Specifically, on a twelve-month basis (January – December 2011), net revenues of the ordinary budget amounted to 49,993 million Euros, declining by 1.7% in comparison to the respective period of 2010. The revenue shortfall can be mainly attributed to lower withholding personal income tax receipts due to the more favourable tax treatment as a result of the new tax law and reduction in taxable income. The shortfall against the new target for the same period can be attributed to delays in the receipt of tax revenue deriving from the strikes, in 29 and 30th of December, of Tax & Payment Office’s (DOY) employees’, as well as the extension granted for the settlement of tax obligations until January 20th, 2012.
Revenues from the Public Investment Budget increased by 23.9% or 735 million Euros vis-à-vis the corresponding twelve months of 2010, as well as compared to the target set for year-end 2011, by 443 million Euros.
It should be noted that this report on the execution of the State Budget provides revenue data for the twelve months of 2011 on a cash basis.

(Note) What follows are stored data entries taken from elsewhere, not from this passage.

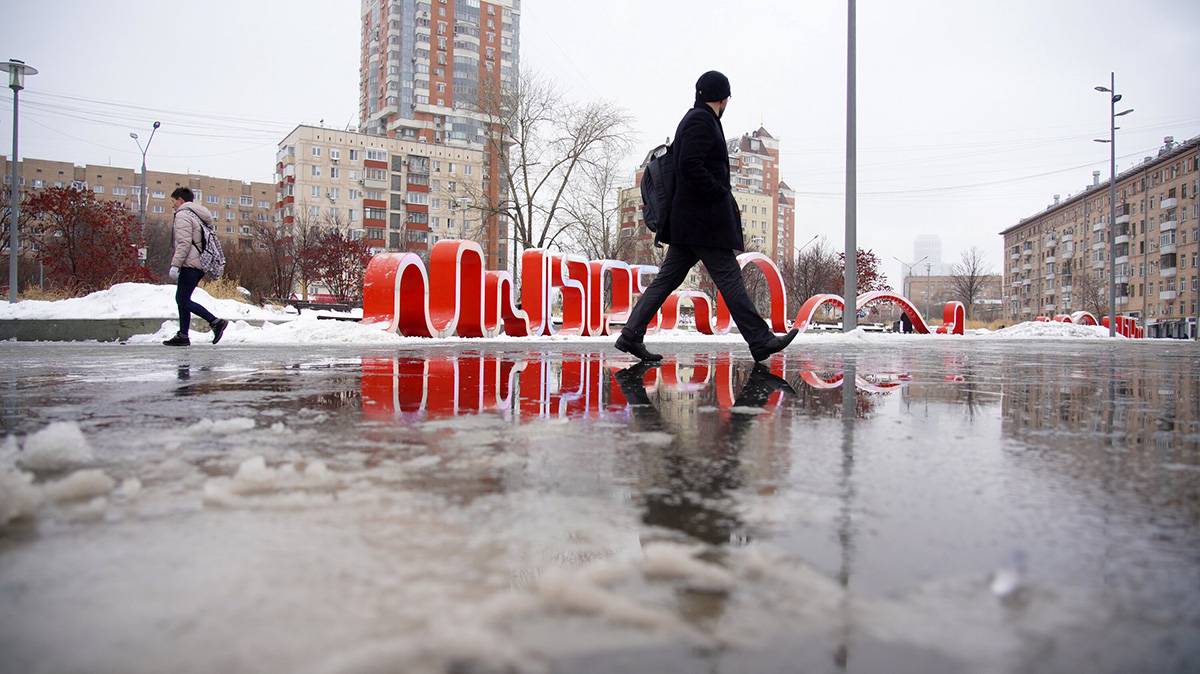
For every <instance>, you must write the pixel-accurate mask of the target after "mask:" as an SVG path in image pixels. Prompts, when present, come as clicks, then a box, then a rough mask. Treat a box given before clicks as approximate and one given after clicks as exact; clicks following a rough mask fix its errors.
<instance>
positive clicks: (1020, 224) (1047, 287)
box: [1001, 137, 1200, 337]
mask: <svg viewBox="0 0 1200 674" xmlns="http://www.w3.org/2000/svg"><path fill="white" fill-rule="evenodd" d="M1116 182H1117V185H1116V195H1117V198H1116V204H1117V211H1116V212H1117V216H1116V219H1115V233H1114V235H1112V241H1111V242H1110V241H1109V189H1108V182H1106V181H1105V182H1100V181H1099V175H1098V173H1097V174H1094V175H1093V181H1092V185H1090V186H1087V188H1085V189H1084V191H1082V192H1080V193H1079V194H1075V195H1072V197H1068V198H1067V199H1066V200H1061V199H1058V198H1057V197H1056V198H1055V203H1054V204H1051V205H1050V206H1048V207H1046V209H1045V210H1044V211H1043V212H1040V213H1037V215H1034V216H1031V217H1027V218H1025V219H1022V221H1021V222H1019V223H1018V224H1015V225H1013V227H1010V228H1008V229H1006V230H1003V231H1002V233H1001V235H1002V236H1003V237H1004V284H1003V290H1004V314H1006V318H1008V319H1009V320H1014V321H1015V320H1031V319H1033V318H1036V317H1039V315H1048V317H1052V315H1054V314H1060V313H1070V312H1074V311H1080V309H1088V311H1097V308H1098V307H1096V306H1090V305H1099V307H1102V308H1103V312H1104V313H1108V308H1106V307H1108V305H1109V301H1108V283H1109V272H1110V266H1109V264H1110V263H1109V260H1110V255H1109V251H1110V245H1111V246H1115V247H1116V294H1117V313H1118V314H1122V315H1130V317H1135V318H1139V319H1141V323H1142V325H1145V327H1146V335H1147V336H1160V337H1176V336H1186V335H1188V332H1189V331H1193V332H1192V333H1193V335H1194V330H1195V321H1196V319H1195V317H1196V312H1198V309H1200V306H1198V300H1200V269H1198V264H1200V260H1198V258H1200V200H1198V193H1200V137H1196V138H1192V139H1190V140H1187V142H1186V143H1182V144H1177V143H1175V140H1174V139H1172V138H1170V137H1168V138H1166V139H1164V144H1163V146H1162V148H1160V149H1159V151H1158V155H1157V156H1153V157H1146V158H1145V160H1142V162H1141V163H1140V164H1139V166H1136V167H1134V168H1132V169H1127V170H1124V171H1122V173H1121V174H1118V175H1117V179H1116ZM1097 295H1098V296H1099V300H1098V301H1097Z"/></svg>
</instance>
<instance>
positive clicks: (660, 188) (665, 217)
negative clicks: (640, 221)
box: [641, 143, 674, 242]
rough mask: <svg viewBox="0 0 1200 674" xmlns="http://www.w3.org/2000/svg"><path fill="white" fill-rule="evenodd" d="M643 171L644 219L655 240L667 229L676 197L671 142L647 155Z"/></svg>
mask: <svg viewBox="0 0 1200 674" xmlns="http://www.w3.org/2000/svg"><path fill="white" fill-rule="evenodd" d="M644 164H646V169H644V170H643V171H642V186H641V187H642V219H643V221H644V222H646V228H647V229H649V230H650V231H653V233H654V234H655V237H654V240H655V242H658V240H659V239H661V236H662V233H664V231H665V230H666V229H667V225H668V224H667V223H668V221H670V217H671V198H672V197H674V156H673V155H672V154H671V144H670V143H667V144H664V145H659V146H658V148H655V149H653V150H650V154H648V155H646V162H644Z"/></svg>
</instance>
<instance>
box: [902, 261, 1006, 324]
mask: <svg viewBox="0 0 1200 674" xmlns="http://www.w3.org/2000/svg"><path fill="white" fill-rule="evenodd" d="M1002 284H1003V277H1001V276H1000V275H998V273H996V275H989V276H983V277H980V278H979V285H980V291H979V295H978V296H977V297H976V299H974V302H973V303H972V306H971V307H970V308H968V311H967V313H968V315H970V318H971V320H980V321H985V323H988V321H992V320H997V319H1001V318H1003V307H1004V305H1003V296H1004V294H1003V290H1002ZM901 290H902V293H904V296H905V297H908V300H910V301H911V302H912V303H913V305H916V306H917V308H919V309H920V314H922V315H923V317H925V319H926V320H928V321H930V323H937V321H940V320H941V319H942V307H944V306H946V302H961V301H962V297H961V296H960V295H959V291H958V285H956V284H955V282H954V276H948V275H937V276H930V275H917V273H914V275H912V276H908V277H905V279H904V284H902V285H901Z"/></svg>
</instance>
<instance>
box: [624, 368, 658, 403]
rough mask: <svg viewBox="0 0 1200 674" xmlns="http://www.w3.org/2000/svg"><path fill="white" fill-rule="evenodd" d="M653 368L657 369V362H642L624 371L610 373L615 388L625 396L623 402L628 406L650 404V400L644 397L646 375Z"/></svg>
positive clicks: (625, 368)
mask: <svg viewBox="0 0 1200 674" xmlns="http://www.w3.org/2000/svg"><path fill="white" fill-rule="evenodd" d="M655 367H659V363H658V361H646V360H643V361H641V362H637V363H634V365H631V366H629V367H626V368H625V369H620V371H617V372H614V373H612V378H613V379H616V380H617V386H619V387H620V392H622V393H623V395H624V396H625V401H626V402H628V403H629V404H631V405H648V404H650V398H649V396H647V395H646V373H647V372H649V371H652V369H654V368H655Z"/></svg>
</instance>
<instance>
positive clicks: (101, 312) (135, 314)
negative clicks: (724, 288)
mask: <svg viewBox="0 0 1200 674" xmlns="http://www.w3.org/2000/svg"><path fill="white" fill-rule="evenodd" d="M193 299H194V300H196V301H197V302H199V303H200V305H203V306H205V307H208V308H209V309H210V311H212V312H214V313H215V314H217V315H218V317H221V318H224V319H228V320H229V321H230V324H232V325H230V326H229V330H228V331H227V332H226V336H224V339H223V342H222V343H224V344H410V343H412V344H415V343H426V344H427V343H431V341H430V339H424V338H420V337H404V336H401V335H396V333H389V332H385V331H383V330H382V329H380V327H379V326H376V325H364V324H359V323H354V321H340V320H318V319H317V315H318V312H313V311H304V312H301V313H300V314H296V313H295V312H294V311H293V309H290V308H289V309H284V308H283V307H276V306H268V307H257V306H253V305H247V303H244V302H238V301H234V300H216V299H214V297H212V296H210V295H209V294H208V293H205V291H204V290H203V289H197V290H196V293H194V294H193ZM175 312H176V308H175V287H174V285H154V284H148V283H120V284H116V285H114V287H112V288H109V289H107V290H101V291H98V293H92V294H90V295H88V296H85V297H74V299H70V300H59V301H37V300H24V301H20V302H17V303H16V305H11V303H8V302H0V319H14V318H16V319H67V318H92V319H103V318H108V319H114V318H169V317H174V315H175ZM319 313H323V314H330V313H332V312H319ZM338 315H350V317H355V318H358V317H361V315H362V312H361V309H355V311H354V312H353V313H349V314H338ZM251 320H253V321H259V320H266V321H272V323H274V325H272V324H266V325H262V326H256V325H251V324H250V323H246V321H251ZM175 329H176V324H175V321H164V323H163V325H162V327H161V329H160V330H158V332H156V333H154V335H142V336H138V337H134V338H133V339H131V342H132V343H144V344H156V343H158V342H161V341H162V339H166V338H168V337H170V336H172V335H174V333H175ZM964 338H966V339H1063V338H1067V339H1108V338H1109V335H1108V329H1105V327H1099V326H1086V325H1073V324H1067V323H1032V321H1031V323H1021V324H1016V325H1013V326H1009V327H1006V329H1003V330H998V331H995V332H992V331H989V330H968V331H967V335H965V336H960V337H958V336H944V335H932V336H930V335H895V333H881V332H866V331H864V330H857V331H854V332H851V333H848V335H842V333H839V332H829V331H812V332H809V333H805V335H803V336H802V339H804V341H805V342H822V343H823V342H851V343H860V342H862V343H894V342H895V341H896V339H905V341H908V339H920V341H930V339H964ZM1117 338H1123V337H1117ZM611 339H612V338H611V337H548V338H546V337H540V338H538V341H551V342H554V341H570V342H583V343H589V342H595V343H605V342H610V341H611ZM460 341H461V339H460V338H457V337H455V338H449V339H438V341H436V342H438V343H442V342H448V343H455V342H460ZM511 341H529V339H528V338H524V337H509V336H500V337H496V338H491V339H486V342H511ZM197 342H198V343H199V342H203V339H197ZM472 342H480V341H479V339H473V341H472ZM647 342H656V343H714V344H724V343H740V342H742V338H740V336H739V335H736V333H734V335H701V333H698V332H695V331H692V330H672V331H666V332H659V333H655V335H649V336H648V337H647Z"/></svg>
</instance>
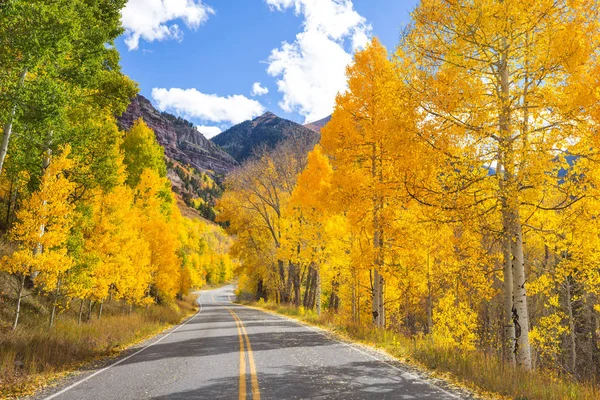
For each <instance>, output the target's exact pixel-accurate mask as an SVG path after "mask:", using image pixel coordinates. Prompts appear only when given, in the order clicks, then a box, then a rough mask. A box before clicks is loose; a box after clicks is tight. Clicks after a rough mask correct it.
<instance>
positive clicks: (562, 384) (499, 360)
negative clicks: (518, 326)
mask: <svg viewBox="0 0 600 400" xmlns="http://www.w3.org/2000/svg"><path fill="white" fill-rule="evenodd" d="M254 305H257V306H259V307H262V308H265V309H267V310H271V311H275V312H277V313H279V314H283V315H287V316H291V317H294V318H297V319H299V320H301V321H304V322H307V323H310V324H313V325H317V326H320V327H323V328H325V329H327V330H329V331H331V332H333V333H335V334H337V335H339V336H341V337H343V338H346V339H351V340H354V341H359V342H362V343H365V344H368V345H371V346H375V347H377V348H380V349H382V350H385V351H386V352H387V353H389V354H390V355H392V356H394V357H395V358H397V359H399V360H400V361H403V362H406V363H409V364H412V365H414V366H417V367H420V368H425V369H427V370H429V371H432V372H433V373H434V374H435V375H439V376H440V377H443V378H447V379H450V380H452V381H454V382H456V383H459V384H461V385H462V386H465V387H467V388H470V389H473V390H474V391H476V392H478V393H482V394H491V395H490V397H505V398H511V399H518V400H534V399H540V400H541V399H544V400H559V399H576V400H592V399H599V398H600V390H599V388H597V387H594V386H593V385H591V384H585V383H580V382H574V381H572V380H570V379H569V378H568V377H559V376H557V375H556V374H555V373H553V372H551V371H542V370H536V371H524V370H522V369H519V368H509V367H507V365H506V364H505V363H503V362H502V361H501V360H499V359H498V358H497V357H491V356H488V355H486V354H485V353H483V352H465V351H462V350H457V349H448V348H442V347H439V346H436V345H435V344H434V343H433V342H432V341H431V340H428V339H427V338H423V339H413V338H407V337H405V336H403V335H400V334H397V333H394V332H391V331H389V330H382V329H373V328H368V327H364V326H359V325H356V324H351V323H347V322H344V321H343V320H341V319H340V318H338V317H336V316H334V315H331V314H328V313H323V314H322V315H321V316H320V317H319V316H317V315H316V314H315V313H314V312H313V311H305V310H303V309H300V310H298V309H295V308H293V307H289V306H278V305H275V304H271V303H254Z"/></svg>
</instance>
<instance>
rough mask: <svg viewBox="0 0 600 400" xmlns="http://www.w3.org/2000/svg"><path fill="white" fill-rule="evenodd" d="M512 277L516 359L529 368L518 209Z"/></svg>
mask: <svg viewBox="0 0 600 400" xmlns="http://www.w3.org/2000/svg"><path fill="white" fill-rule="evenodd" d="M513 226H514V239H513V243H512V244H513V246H512V251H513V278H514V288H513V289H514V301H513V302H514V305H513V321H514V324H515V337H516V339H517V341H516V353H515V354H516V360H517V364H519V365H520V366H522V367H523V368H525V369H531V366H532V365H531V348H530V346H529V312H528V310H527V291H526V290H525V257H524V254H523V230H522V226H521V220H520V216H519V212H518V210H517V211H516V212H515V213H514V219H513Z"/></svg>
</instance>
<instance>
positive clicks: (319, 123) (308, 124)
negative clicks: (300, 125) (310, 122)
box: [304, 115, 331, 132]
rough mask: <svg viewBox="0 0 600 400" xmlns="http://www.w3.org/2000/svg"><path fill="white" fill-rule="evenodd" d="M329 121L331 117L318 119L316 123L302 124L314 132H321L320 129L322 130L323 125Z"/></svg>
mask: <svg viewBox="0 0 600 400" xmlns="http://www.w3.org/2000/svg"><path fill="white" fill-rule="evenodd" d="M329 121H331V115H330V116H328V117H325V118H323V119H320V120H318V121H315V122H311V123H309V124H304V126H305V127H306V128H308V129H312V130H313V131H315V132H321V129H323V127H324V126H325V125H327V123H328V122H329Z"/></svg>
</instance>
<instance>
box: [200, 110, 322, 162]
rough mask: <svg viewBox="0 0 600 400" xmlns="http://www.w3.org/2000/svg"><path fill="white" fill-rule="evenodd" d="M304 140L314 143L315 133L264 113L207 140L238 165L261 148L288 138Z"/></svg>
mask: <svg viewBox="0 0 600 400" xmlns="http://www.w3.org/2000/svg"><path fill="white" fill-rule="evenodd" d="M291 138H297V139H298V138H300V139H306V140H307V141H309V142H313V144H314V143H316V142H318V139H319V134H318V132H315V131H313V130H311V129H308V128H306V127H304V126H302V125H300V124H297V123H295V122H293V121H290V120H287V119H283V118H279V117H278V116H276V115H275V114H273V113H271V112H267V113H265V114H263V115H261V116H260V117H257V118H255V119H253V120H252V121H245V122H242V123H241V124H238V125H235V126H233V127H231V128H229V129H228V130H226V131H225V132H222V133H220V134H218V135H217V136H215V137H214V138H212V139H211V140H212V141H213V142H215V143H216V144H218V145H219V146H220V147H221V148H223V150H225V151H226V152H227V153H229V154H230V155H231V156H233V157H234V158H235V159H236V160H237V161H238V162H240V163H242V162H244V161H245V160H246V159H248V158H250V157H252V156H253V155H254V153H255V151H257V150H260V149H261V148H267V149H273V148H275V146H277V145H278V144H279V143H281V142H283V141H285V140H288V139H291Z"/></svg>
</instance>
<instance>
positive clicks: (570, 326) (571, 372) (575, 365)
mask: <svg viewBox="0 0 600 400" xmlns="http://www.w3.org/2000/svg"><path fill="white" fill-rule="evenodd" d="M565 289H566V293H565V295H566V296H565V297H566V300H567V304H566V305H567V315H568V317H569V339H570V341H571V343H570V344H571V346H570V347H571V349H570V350H571V360H570V361H571V362H570V364H571V365H570V367H571V374H573V375H574V376H575V375H576V373H577V371H576V368H577V340H576V335H575V318H573V304H572V302H571V295H572V294H571V282H570V280H569V277H568V276H567V277H566V278H565Z"/></svg>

However, in line with Eurostat methodology, total annual revenues are measured on a national account basis and include receipts from the first two months of 2012 also. Equivalently, a share of the revenues for the first months of 2011 is included in the calculation on a national accounts basis of total annual 2010 revenues.
Ordinary budget expenditures increased by 1,899 million Euros or 2.8% in the twelve months of 2011 on a year-on-year basis. This is mainly due to a significant increase in interest expenditures of 3,125 million Euros or 23.6% thus far in 2011 relative to 2010.
On the contrary, State Budget primary expenditures (spending excluding interest) declined by 1.3% or 703 million Euros between January-December 2011 on a year-on-year basis, despite the increase in grants of 1,945 million Euros or 12.8% relative to 2010 for social insurance and health.
The main recipients of the increased transfers were:
Social Security Funds with an increase of 1,232 million Euros, (in particular the Wage Earners Fund (IKA) with 1,446 million Euros, the Insurance Fund of the Self Employed (OAEE) with 70 million Euros and the Seamen Pension Fund (NAT) with 24 million Euros) due to shortfall in social security contributions;
The Greek Employment Organization (OAED) with an increase in transfers of 385 million Euros for unemployment benefits;
Hospitals with higher transfers of 558 million Euros (an additional 68 million Euros were disbursed for previous years’ obligations settlement).
Meanwhile, in January-December 2011, Public Investment Budget (P.I.B.) expenditures declined by 21.8% or 1,846 million Euros.
Furthermore, it should be noted that the above data correspond to the execution only of the State Budget and thus do not reflect all fiscal data that are taken into account when measuring the General Government deficit according to the ESA95 (Eurostat) classification, which is the benchmark for the assessment of the Economic Adjustment Programme of Greece.